Las Especialidades Tradicionales Garantizadas (ETG) tienen como objetivo proteger recetas ancestrales y métodos de producción tradicionales, además de informar al consumidor sobre sus características y fomentar el desarrollo económico local mediante el impulso del turismo gastronómico.
La entrega del certificado se realizó en la Plaza de Armas de Catacaos, con la participación de autoridades del Indecopi, de la Municipalidad Distrital y de la Asociación de Picanterías y Restaurantes “Heroica Villa de Catacaos”, organización que agrupa a 27 establecimientos comprometidos con la preservación de la cocina regional.
Este reconocimiento no solo salvaguarda la preparación tradicional del plato, sino que también fortalece toda su cadena productiva, desde los plátanos maduros cultivados en el valle del río Piura hasta el pescado fresco proveniente de zonas como Sechura y Paita.
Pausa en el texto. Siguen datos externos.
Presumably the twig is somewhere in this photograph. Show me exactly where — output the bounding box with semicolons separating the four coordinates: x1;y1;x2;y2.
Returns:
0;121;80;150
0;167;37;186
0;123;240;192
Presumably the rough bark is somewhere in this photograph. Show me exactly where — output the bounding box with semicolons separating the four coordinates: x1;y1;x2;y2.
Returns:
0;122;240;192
Con este logro, la región Piura suma su segundo plato con certificación ETG, junto a la “Sopa de Novios según la tradición de Cura Mori”, otorgada en 2025, reafirmando así la riqueza y el valor de sus tradiciones culinarias.
A la fecha, el Perú cuenta con ocho preparaciones reconocidas bajo esta categoría, entre ellas la papa a la huancaína, la ocopa arequipeña, el pan de anís de Concepción y los prestiños huanuqueños, lo que evidencia la diversidad y riqueza de la gastronomía nacional.